The NC Farm Bureau Shares Concern about Immigration Enforcement’s Effects on Agriculture
Wednesday, April 18, 2012 at 8:59AM
Chris Liu-Beers in Guest Post, alabama, immigration enforcement

By Erin Krauss

This spring, the North Carolina Farm Bureau released a video-advertisement that encourages North Carolina lawmakers to think about the implications of harsh immigration enforcement policies on the agriculture industry. The NC Farm Bureau, founded in 1936, claims to represent 500,000 member families with ties to the agriculture economy.

The video’s message is clear: when agricultural states crack down on immigrant workers, there is a huge cost to farmers and the states’ economies overall.

Alabama is mentioned as an example; and recent events there make for a depressing situation. Last summer, AL enacted a harsh local immigration law that resulted in numerous consequences for the immigrant community. After the law went into effect, a mass exodus of community members fled the state causing a major blow to the state’s farm industry, which depends heavily on immigrant labor to be successful. Replacing these workers has proven to be virtually impossible.

As one AL farmer states in an interview on NPR: "That isn't the kind of job most of us want to do…I don't blame them for not wanting to do [it], but somebody's got to do it if we're going to keep eating for the price that we are eating at." The interview goes on to quote a farmer who recognizes that many farmworkers have come to make the US their home and have families and community here: "You got people's been living here 25 years. They've raised families here, they've got a residence; they've made a life here… I've got very good friends, almost like family, that's been working for us for years and years. I don't think that's right."

Here at home, North Carolina has been facing it’s own set of proposed anti-immigrant legislation. Beyond instilling fear, anger, and magnifying a strong sense of dehumanization in the immigrant community; these kinds of immigration laws threaten to bring the local agriculture industry to a halt. How would NC presume to be any different or be any more prepared than Alabama was to deal with the consequences of ostracizing and criminalizing an already undervalued workforce? The success of North Carolina economy depends heavily on agriculture (it provides 22% of the state’s income), and it could not survive without the workers that keep fruits and vegetables moving from the fields to our tables.

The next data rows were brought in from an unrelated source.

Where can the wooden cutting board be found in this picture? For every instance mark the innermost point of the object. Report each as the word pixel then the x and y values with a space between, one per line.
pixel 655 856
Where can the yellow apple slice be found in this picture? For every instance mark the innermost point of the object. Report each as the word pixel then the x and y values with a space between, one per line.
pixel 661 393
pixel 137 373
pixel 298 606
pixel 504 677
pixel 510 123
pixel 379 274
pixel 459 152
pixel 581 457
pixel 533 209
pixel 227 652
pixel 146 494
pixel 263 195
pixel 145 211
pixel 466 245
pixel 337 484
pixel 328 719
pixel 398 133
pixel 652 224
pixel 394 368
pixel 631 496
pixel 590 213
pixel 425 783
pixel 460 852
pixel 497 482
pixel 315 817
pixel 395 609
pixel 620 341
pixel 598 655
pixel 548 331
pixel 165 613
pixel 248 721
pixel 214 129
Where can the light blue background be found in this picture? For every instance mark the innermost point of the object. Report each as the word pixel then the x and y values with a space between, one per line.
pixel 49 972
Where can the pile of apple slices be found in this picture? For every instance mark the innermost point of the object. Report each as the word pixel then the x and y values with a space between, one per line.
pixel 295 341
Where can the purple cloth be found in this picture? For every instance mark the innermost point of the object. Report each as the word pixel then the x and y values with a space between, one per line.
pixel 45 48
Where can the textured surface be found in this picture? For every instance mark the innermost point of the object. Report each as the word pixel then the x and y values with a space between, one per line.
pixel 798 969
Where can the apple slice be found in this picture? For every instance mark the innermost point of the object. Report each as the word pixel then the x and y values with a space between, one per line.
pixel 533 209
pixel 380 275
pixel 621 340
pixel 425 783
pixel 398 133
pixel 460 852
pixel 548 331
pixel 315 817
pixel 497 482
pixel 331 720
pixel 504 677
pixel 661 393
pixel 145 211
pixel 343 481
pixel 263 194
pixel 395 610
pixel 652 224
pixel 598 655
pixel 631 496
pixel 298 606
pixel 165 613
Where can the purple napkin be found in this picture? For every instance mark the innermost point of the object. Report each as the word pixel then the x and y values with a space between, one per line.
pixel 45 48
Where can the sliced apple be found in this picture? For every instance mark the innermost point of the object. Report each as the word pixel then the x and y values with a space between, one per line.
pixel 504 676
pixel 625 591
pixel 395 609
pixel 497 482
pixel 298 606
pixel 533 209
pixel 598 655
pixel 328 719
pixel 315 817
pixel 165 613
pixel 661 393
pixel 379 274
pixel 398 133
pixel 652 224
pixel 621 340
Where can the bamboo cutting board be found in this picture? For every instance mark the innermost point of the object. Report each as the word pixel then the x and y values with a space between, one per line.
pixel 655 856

Farmworkers, farmworker advocates, and the farm owner community don’t always agree. But this year, the concern about draconian immigration enforcement and the inevitable devastation of NC agriculture is one concern that many stakeholders share. Although farmworker advocates have long recognized that farmworker justice cannot be achieved by way of immigration advocacy only (fair treatment of farm workers is a labor rights issue that should be recognized as such for any population working in the fields), there is no denying that immigration law *does* effect the farmworker community and the agriculture industry in North Carolina.

We must think deeply about the multiple impacts (economic & humanitarian) of immigration laws, and in doing so, perhaps we will begin to finally recognize the human element behind immigration enforcement & the human element that has always existed behind the production of our food.